Overview of "Distributed Parameter Estimation in Sensor Networks: Nonlinear Observation Models and Imperfect Communication"

The paper under consideration comprehensively investigates distributed static parameter estimation within the context of sensor networks, particularly focusing on scenarios involving nonlinear observation models and communication challenges such as noise and unreliability between sensors. The primary contribution lies in the introduction and examination of separably estimable observation models, which extend the notion of observability from linear centralized systems to nonlinear distributed contexts.

Summary of Distributed Estimation Algorithms

The paper presents and analyzes three distributed estimation algorithms: LU, NU, and NLU. These algorithms are integral to the consensus + innovations type, differing markedly from conventional consensus approaches:

  1. LU (Linear Update): Suitable for linear observation models, this algorithm ensures consensus and parameter convergence under the linear structure and incorporates innovations in the observation process.
  2. NU (Nonlinear Update): Extends the framework to nonlinear models. It leverages stochastic approximation to establish the asymptotic normality of the estimate sequences.
  3. NLU (Nonlinear Linear Update): Tailored for more complex nonlinear models that may not satisfy Lipschitz conditions. The NLU algorithm exhibits a dual time-scale property, necessitating specialized analytical treatment beyond conventional approaches.

Theoretical Foundations and Results

The paper rigorously establishes the consistency of these algorithms under various conditions:

  • Consistency is characterized by the almost sure convergence of the parameter estimates to the true parameter values across all sensors.
  • Asymptotic normality is proven for the LU and NU algorithms, where the residue of the estimates follows a normal distribution as the number of iterations approaches infinity.
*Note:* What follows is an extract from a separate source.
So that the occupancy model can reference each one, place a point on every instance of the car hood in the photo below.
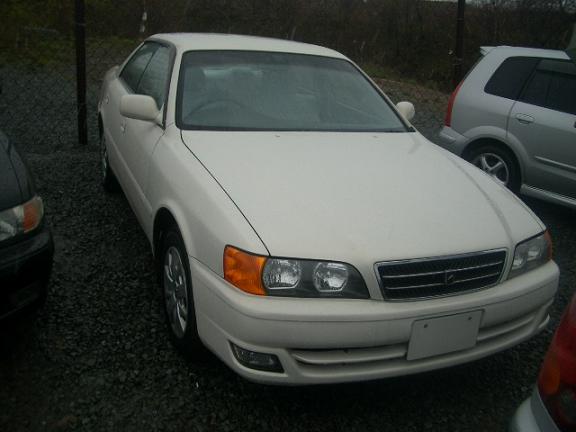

Implications and Applications

In practical terms, the separably estimable models accommodate realistic scenarios in sensor networks where individual sensors cannot independently estimate the entire parameter vector due to computational or dimensionality constraints. The theoretical guarantees provided by these algorithms open the door for their deployment in systems with nonlinear interactions and noisy communication states, such as smart grid networks for distributed phase estimation as highlighted by the static phase estimation example in power grids.

Conclusion

This paper situates itself within a foundational framework for distributed parameter estimation, offering robust algorithms with proofs that address the complexity of real-world sensor networks. Looking ahead, exploration into mixed time-scale analyses and further optimization of the consensus + innovations paradigm remains a critical future direction to enhance the efficacy of distributed estimation in dynamically varying environments.